The company established a joint venture with a Taiwanese local partner in early April. JSR's two largest rivals—Tokyo Ohka Kogyo (TOK) and Shin-Etsu Chemical—both already operate Taiwan production facilities where engineers work alongside TSMC teams on resist development. JSR currently ships samples from Japan, the U.S., and Belgium, adding weeks to each iteration cycle. On-site engineering compresses that feedback loop to production speed.

Japanese firms control ~80% of global photoresist market, with JSR holding ~20% of the total.
FIG. 02 Japanese firms control ~80% of global photoresist market, with JSR holding ~20% of the total. — Tom's Hardware / JSR investor disclosures

Photoresist is the light-sensitive material that transfers circuit patterns onto silicon wafers during lithography. At advanced nodes, resist formulations must be tuned to specific exposure tools and etch chemistries. JSR is positioning to supply metal oxide resist (MOR), a next-generation EUV material technology it acquired through Inpria in 2021, to TSMC for its 2nm-and-beyond process nodes. JSR told Nikkei Asia it plans to market MOR to TSMC for high-NA EUV production lines.

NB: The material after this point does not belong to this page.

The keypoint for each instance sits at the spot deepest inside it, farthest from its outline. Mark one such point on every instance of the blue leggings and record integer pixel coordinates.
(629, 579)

JSR is commissioning what it says is the world's first production-scale MOR facility in South Korea. Mass production is expected to begin this year. That plant will supply Samsung Electronics and SK hynix with tin-based MOR for EUV lithography. MOR absorbs EUV photons more efficiently than conventional chemically amplified resists, enabling higher resolution with fewer pattern defects.

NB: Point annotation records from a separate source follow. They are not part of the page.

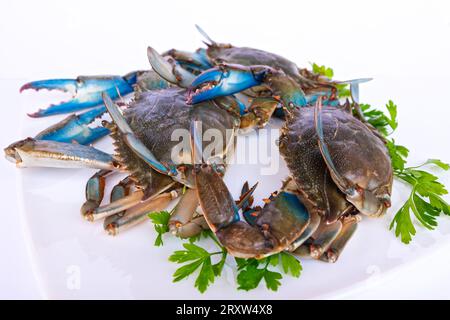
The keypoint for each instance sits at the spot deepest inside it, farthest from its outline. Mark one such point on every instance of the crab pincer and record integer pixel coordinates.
(276, 226)
(75, 128)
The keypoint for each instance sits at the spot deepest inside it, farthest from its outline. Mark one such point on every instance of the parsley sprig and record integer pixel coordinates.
(250, 274)
(161, 223)
(199, 259)
(425, 201)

Photoresist availability is a structural constraint on leading-edge chip supply. TSMC's 2nm ramp—expected to underpin the next generation of AI accelerators—requires resist suppliers to operate within co-development proximity. JSR's Taiwan entry tightens the supplier field at nodes where Japanese firms collectively hold roughly 80% of global photoresist market share and dominate the EUV segment almost entirely.

Chinese competitors remain a risk, but a bounded one. "Chinese players are a threat, but it'll still be some time before they can catch up with us and take market share," said Toru Kimura, a senior officer at JSR heading the company's electronic materials business. Chinese firms have penetrated older KrF and i-line process nodes, but penetration at ArF and above—where leading-edge AI chips are manufactured—remains minimal.

Chinese photoresist makers have penetrated older nodes (KrF, i-line) but remain absent at advanced nodes (ArF, EUV) where JSR and Japanese rivals focus.
FIG. 03 Chinese photoresist makers have penetrated older nodes (KrF, i-line) but remain absent at advanced nodes (ArF, EUV) where JSR and Japanese rivals focus. — ai|expert analysis / industry reporting

JSR is considering whether to produce abrasives and other semiconductor substrate materials at the Taiwan site, signaling a materials R&D hub rather than a single-product line. Production is expected to coincide with TSMC's expected high-NA EUV ramp—the moment next-generation MOR moves from development to production requirement.

JSR's strategy is transparent: lock in co-development relationships at the nodes with the highest technical barriers before those barriers climb higher.